Description
Il libro riprende figure magiche di epoca Medievale, le Fate Melusine. Questi esseri fatati, tipiche della cultura celtica, sono magiche creature acquatiche solitamente rappresentate con la coda di pesce o di serpente. A loro è legato un sortilegio: sposare un cavaliere che mai le deve vedere tramutate nella forma magica di donna serpente. Le fate però, sempre per lo stesso sortilegio, devono assumere la forma serpente una volta a settimana e mantenere queste sembianze per tutto il giorno. Rompere l’incantesimo porta alla disgrazia per il cavaliere e alla fuga delle creatura, destinata a restare serpente per l’eternità.
L’Autore d’Arras narra così il mito della bellissima sposa del figlio del re dei Bretoni, il giovane Raimondino. Grazie alla magia della moglie, che ogni sabato si tramuta in serpente nascondendosi al marito, Raimondino diventa il valoroso principe di Lusignano e il matrimonio scorre felice rallegrato dall’arrivo di due bambini. Un sabato però il principe scopre la magia e durante il bagno vede la moglie che si trasforma in serpente. Il tabù è infranto e la vita dei due innamorati distrutta. Il dolore per la scoperta atroce, che lo priva anche della presenza di lei, è uno dei tratti più belli del romanzo. In esso l’Autore, in una prosa gradevole, fatta di cavalleria e di senso fiabesco, ha raccolto per primo la leggenda della donna-serpente, derivata dalle tradizioni popolari del Poitou (storica provincia francese), intorno alla casa dei Lusignano.

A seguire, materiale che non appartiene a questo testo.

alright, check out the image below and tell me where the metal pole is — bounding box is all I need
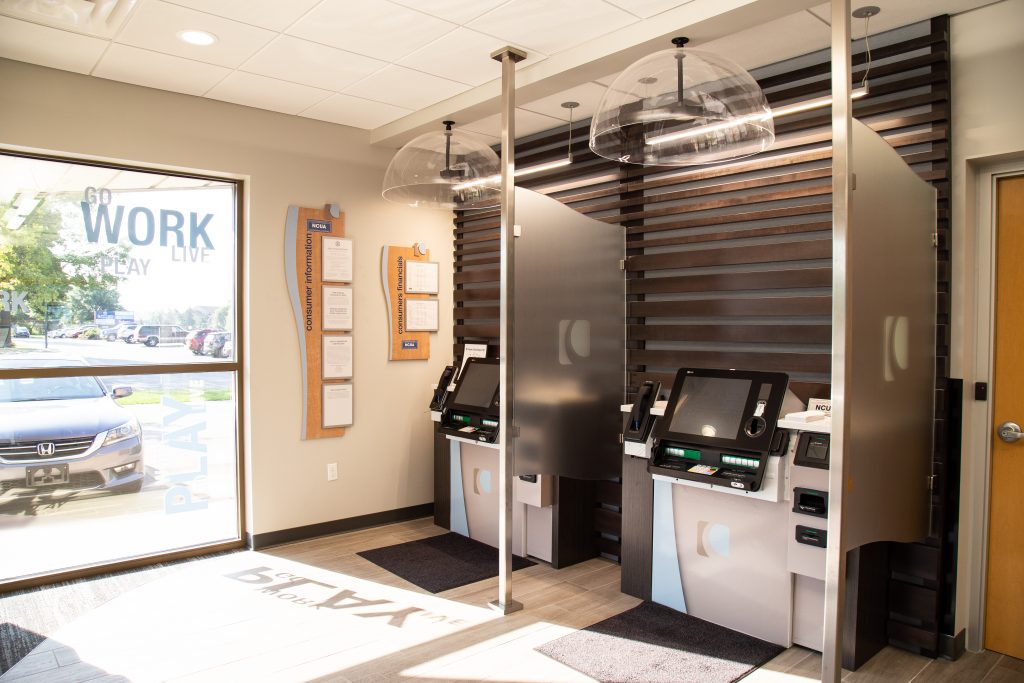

Come spiega Vittorio Fincati nelle pagine di apertura dell'opera, l’Autore adatta la favola partendo da un manoscritto del XV secolo. L’aspetto esoterico, più che quello storico, ha suscitato curiosità su questo racconto che ha avuto successo straordinario in tutta Europa. Avere una fata fondatrice della dinastia è stato infatti tema ambito da molte famiglie nobili (tra queste Anjou, Plantageneti, Lussemburgo) e pochi anni dopo l’uscita del libro di Jean d’Arras, la famiglia Parthenay ha commissionato un racconto in versi ad opera di Coudrette. Di certo entrambi gli autori hanno cristianizzato il mito, che si può rintracciare anche in molte fiabe della tradizione europea.
Biographical notes
Jean d’Arras (fine del XIV secolo) fu il bibliotecario del duca di Berry per il quale manoscrisse, nell’inverno del 1393, il presente racconto.